The following example details the preparation of a regenerant according to the invention. A small amount of the regenerant according to the invention can be prepared as follows: 1. 4.2 Kg of dicyandiamide are mixed as intimately as possible with 3.0 Kg of paraformaldehyde. The mixture is gradually heated to 400° C. in an iron crucible under nitrogen bubbling. The reaction begins with separation of water vapor. Water vapor contains small amounts of ammonia, urotropin, and hydrocyanic acid. The resinous, expanded reactant, initially white, becomes increasingly dark colored as the temperature increases and becomes black, brittle and hard when it reaches 400°C. This is mechanically crushed in a crucible and further heat treated at 450°C for 20 minutes. This substance has the formula: [C ₆ HxNy]z (x=3-5, y=5-8,
z=10-10000). During the reaction, water vapor
3.6Kg is released. The yield reaches 60% of theory. 2. Industrially, the production takes place in reaction tubes that are continuously flushed with nitrogen and electrically heated to 400-450°C. A mixture of dicyandiamide and paraformaldehyde in a molar ratio of 1:2 is automatically fed into the reactor via a gate valve. So, after reaching the aforementioned temperature, 2 moles of water vapor and a small amount of
Reacting with separation of NH ₃ , NCN and urotropin to form polymer [C ₆ H ₃ N ₇ ] z (z=10-10000)

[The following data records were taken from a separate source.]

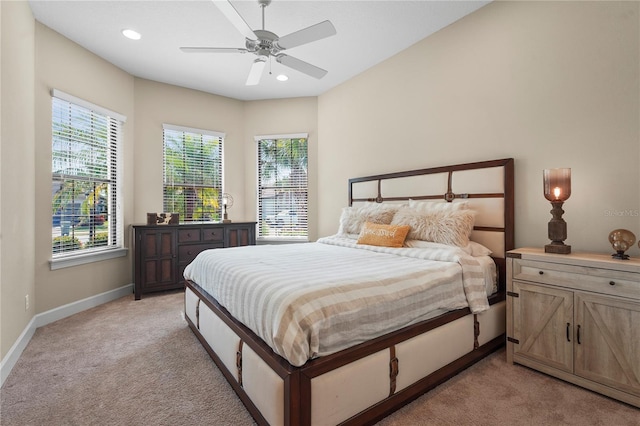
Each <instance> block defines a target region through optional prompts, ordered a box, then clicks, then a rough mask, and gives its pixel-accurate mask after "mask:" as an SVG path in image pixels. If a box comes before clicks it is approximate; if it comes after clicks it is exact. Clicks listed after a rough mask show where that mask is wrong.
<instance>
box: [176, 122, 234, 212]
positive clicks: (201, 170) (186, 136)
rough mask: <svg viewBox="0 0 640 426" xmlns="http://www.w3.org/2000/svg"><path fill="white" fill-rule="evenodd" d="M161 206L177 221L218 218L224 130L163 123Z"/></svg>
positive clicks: (220, 188)
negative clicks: (176, 125) (162, 151)
mask: <svg viewBox="0 0 640 426" xmlns="http://www.w3.org/2000/svg"><path fill="white" fill-rule="evenodd" d="M163 128H164V136H163V139H164V179H163V181H164V184H163V194H164V196H163V200H164V203H163V208H164V211H165V212H167V213H180V222H181V223H189V222H217V221H220V220H221V219H222V211H221V208H222V145H223V140H224V133H220V132H215V131H211V130H202V129H194V128H189V127H181V126H174V125H170V124H165V125H164V126H163Z"/></svg>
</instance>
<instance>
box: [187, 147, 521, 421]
mask: <svg viewBox="0 0 640 426" xmlns="http://www.w3.org/2000/svg"><path fill="white" fill-rule="evenodd" d="M513 163H514V162H513V159H502V160H492V161H483V162H478V163H468V164H459V165H453V166H444V167H435V168H428V169H422V170H413V171H407V172H400V173H390V174H384V175H376V176H368V177H363V178H355V179H350V180H349V205H353V204H357V203H361V202H365V201H376V202H406V200H408V199H415V200H430V199H433V200H437V199H439V200H443V201H447V202H458V201H459V199H464V200H467V201H468V202H469V204H470V205H471V207H472V208H474V209H475V210H477V211H478V215H477V218H476V226H475V227H474V231H473V233H472V240H474V241H477V242H480V243H482V244H483V245H485V246H487V247H489V248H490V249H491V250H492V251H493V256H494V260H495V261H496V265H497V269H498V277H499V280H498V281H499V286H498V293H496V294H494V295H492V296H491V297H490V304H491V309H490V310H489V311H487V312H483V313H482V314H477V315H475V314H472V313H471V312H470V310H469V309H468V308H465V309H460V310H456V311H453V312H449V313H446V314H443V315H440V316H438V317H436V318H433V319H430V320H427V321H423V322H421V323H418V324H415V325H412V326H410V327H405V328H403V329H401V330H398V331H396V332H393V333H390V334H387V335H385V336H382V337H379V338H376V339H374V340H371V341H368V342H365V343H362V344H359V345H357V346H354V347H352V348H349V349H345V350H343V351H340V352H338V353H335V354H332V355H329V356H326V357H321V358H317V359H314V360H311V361H308V362H307V363H306V364H305V365H303V366H301V367H294V366H292V365H290V364H289V363H288V362H287V361H286V360H285V359H283V358H282V357H280V356H279V355H277V354H275V353H274V352H273V351H272V350H271V349H270V348H269V347H268V346H267V345H266V344H265V343H264V342H263V341H262V340H261V339H260V338H259V337H257V336H256V335H255V334H254V333H253V332H252V331H251V330H249V329H248V328H247V327H245V326H244V325H243V324H242V323H240V322H239V321H237V320H235V319H234V318H233V317H231V315H229V313H228V312H227V310H226V309H225V308H224V307H222V306H220V305H219V304H218V303H217V301H216V300H214V299H213V298H212V297H211V296H210V295H209V294H207V293H206V292H205V291H204V290H202V288H200V286H198V285H197V284H196V283H193V282H187V288H186V291H185V314H186V319H187V322H188V324H189V326H190V327H191V329H192V330H193V332H194V333H195V335H196V336H197V337H198V339H199V340H200V342H201V343H202V345H203V346H204V347H205V348H206V350H207V351H208V353H209V355H210V356H211V358H212V359H213V361H214V362H215V363H216V365H217V366H218V367H219V368H220V370H221V371H222V373H223V374H224V375H225V377H226V379H227V380H228V381H229V383H230V384H231V386H232V387H233V389H234V390H235V391H236V393H237V394H238V396H239V397H240V399H241V400H242V401H243V403H244V404H245V406H246V407H247V409H248V410H249V412H250V413H251V415H252V416H253V417H254V419H255V420H256V422H257V423H258V424H270V425H289V426H293V425H332V424H343V425H355V424H358V425H362V424H373V423H375V422H377V421H379V420H380V419H382V418H383V417H385V416H387V415H388V414H390V413H391V412H393V411H395V410H397V409H398V408H400V407H402V406H404V405H405V404H407V403H408V402H410V401H412V400H414V399H415V398H417V397H418V396H420V395H422V394H423V393H425V392H427V391H428V390H429V389H432V388H433V387H435V386H437V385H438V384H440V383H442V382H444V381H446V380H447V379H448V378H450V377H452V376H454V375H456V374H458V373H459V372H460V371H462V370H463V369H465V368H467V367H469V366H470V365H472V364H473V363H475V362H477V361H478V360H480V359H482V358H484V357H485V356H487V355H488V354H490V353H491V352H493V351H494V350H496V349H497V348H499V347H500V346H502V345H503V344H504V343H505V337H504V332H505V301H504V300H505V280H504V279H505V276H506V273H505V272H506V271H505V253H506V251H508V250H511V249H513V248H514V234H513V230H514V218H513V213H514V205H513V201H514V182H513V180H514V171H513V169H514V167H513ZM425 194H427V195H425Z"/></svg>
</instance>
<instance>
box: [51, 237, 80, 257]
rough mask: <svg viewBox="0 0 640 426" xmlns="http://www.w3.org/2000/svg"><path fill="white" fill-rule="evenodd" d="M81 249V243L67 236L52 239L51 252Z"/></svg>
mask: <svg viewBox="0 0 640 426" xmlns="http://www.w3.org/2000/svg"><path fill="white" fill-rule="evenodd" d="M81 248H82V243H81V242H80V240H79V239H77V238H75V237H71V236H68V235H65V236H62V237H55V238H54V239H53V252H54V253H63V252H67V251H74V250H79V249H81Z"/></svg>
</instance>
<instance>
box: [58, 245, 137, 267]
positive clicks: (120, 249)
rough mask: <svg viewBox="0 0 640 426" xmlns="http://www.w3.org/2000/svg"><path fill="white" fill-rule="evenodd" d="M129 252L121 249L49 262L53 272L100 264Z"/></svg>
mask: <svg viewBox="0 0 640 426" xmlns="http://www.w3.org/2000/svg"><path fill="white" fill-rule="evenodd" d="M128 252H129V249H127V248H119V249H112V250H104V251H98V252H94V253H87V254H79V255H75V256H68V257H62V258H58V259H52V260H50V261H49V266H50V268H51V270H52V271H54V270H56V269H62V268H70V267H72V266H78V265H84V264H86V263H93V262H100V261H101V260H108V259H115V258H117V257H124V256H126V255H127V253H128Z"/></svg>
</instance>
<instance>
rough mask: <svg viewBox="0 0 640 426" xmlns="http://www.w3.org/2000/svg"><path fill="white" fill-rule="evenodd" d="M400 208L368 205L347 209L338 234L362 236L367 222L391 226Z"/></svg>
mask: <svg viewBox="0 0 640 426" xmlns="http://www.w3.org/2000/svg"><path fill="white" fill-rule="evenodd" d="M399 208H400V206H398V205H393V204H379V203H366V204H363V205H361V206H352V207H345V208H343V209H342V214H341V215H340V228H339V229H338V234H341V235H345V234H356V235H358V234H360V231H361V230H362V226H363V225H364V223H365V222H371V223H383V224H387V225H388V224H390V223H391V220H392V219H393V215H394V214H395V212H396V211H397V210H398V209H399Z"/></svg>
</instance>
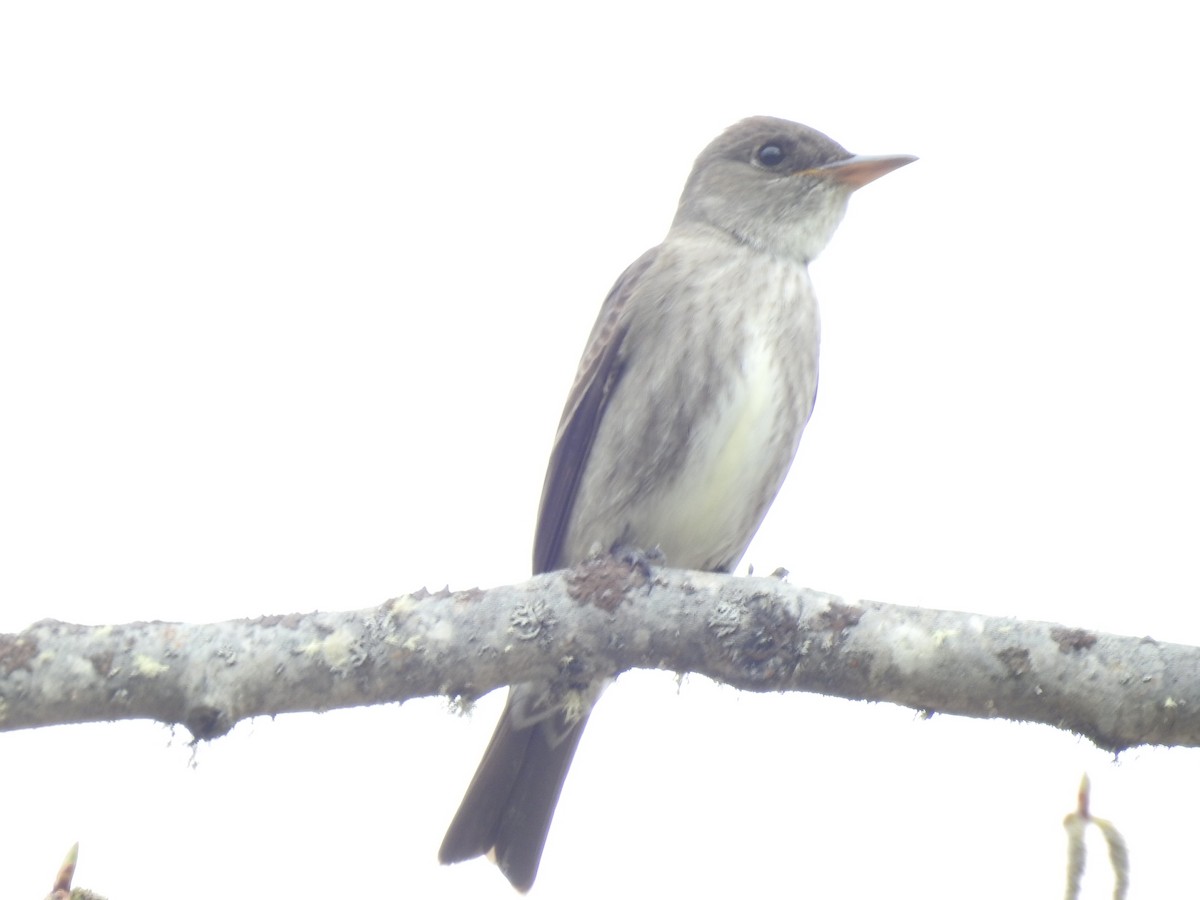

is generated. This product is broken up in the reactor by a movable shaft and discharged in powder form via a second gate valve. The reaction gas is passed through a dedusting chamber to separate the entrained solid particles and then to the flame. Analysis of the compounds produced by the above method is as follows:
In particular, determining z is extremely difficult. Depending on the manufacturing conditions, the value of x varies between 3 and 5, and the value of y varies between 5 and 8. The value of z must be evaluated to some extent. The following example shows the use of the regenerant according to the invention: In a crucible furnace, 100 Kg of carburizing salt of the composition: 40% BaCl ₂ , 50% Na ₂ CO ₃ and 10% NaCN are melted and heated to 930° C. Due to the carburization of the introduced charge and due to the air oxidation, the cyanide content of this bath is continuously reduced by approximately 0.15% per hour. With normal operating methods, this bath contains only 6.4% NaCN after 24 hours and no longer provides optimal carburizing results. This reduction in the cyanide content is prevented by the addition of 150 g/h of the regenerant according to the invention, since the carbonates formed during the oxidation of NaCN are converted by the regenerant back into carburizing-active NaCN. It is. In this way, an optimum cyanide content of 10% NaCN can be maintained at all times.

Claims (1)

Claims: 1. A rejuvenating agent for cyanide-containing salt baths for carburizing iron and steel parts in the form of polymeric organic compounds, wherein the polymeric organic compounds have a total composition:
[C ₆ HxNy] z (where x = 3 to 5, y = 5 to 8 and z = 10 to 10000), formaldehyde 6
reacting 3 moles of dicyandiamide or 6 moles of cyanamide or 2 moles of melamine or the corresponding mixtures of these compounds at 300-600°C,
A regenerant for a carburizing salt bath, characterized in that it is produced by subjecting a resinous condensation product to subsequent thermal decomposition treatment at the same temperature. 2. The regenerant according to claim 1, wherein the organic compound of the polymer has the composition: [C ₆ H ₃ N ₇ ]z (where z=10 to 10000). 3. Claim 1 in which z is 100 to 1000
The regenerating agent according to item 1 or 2.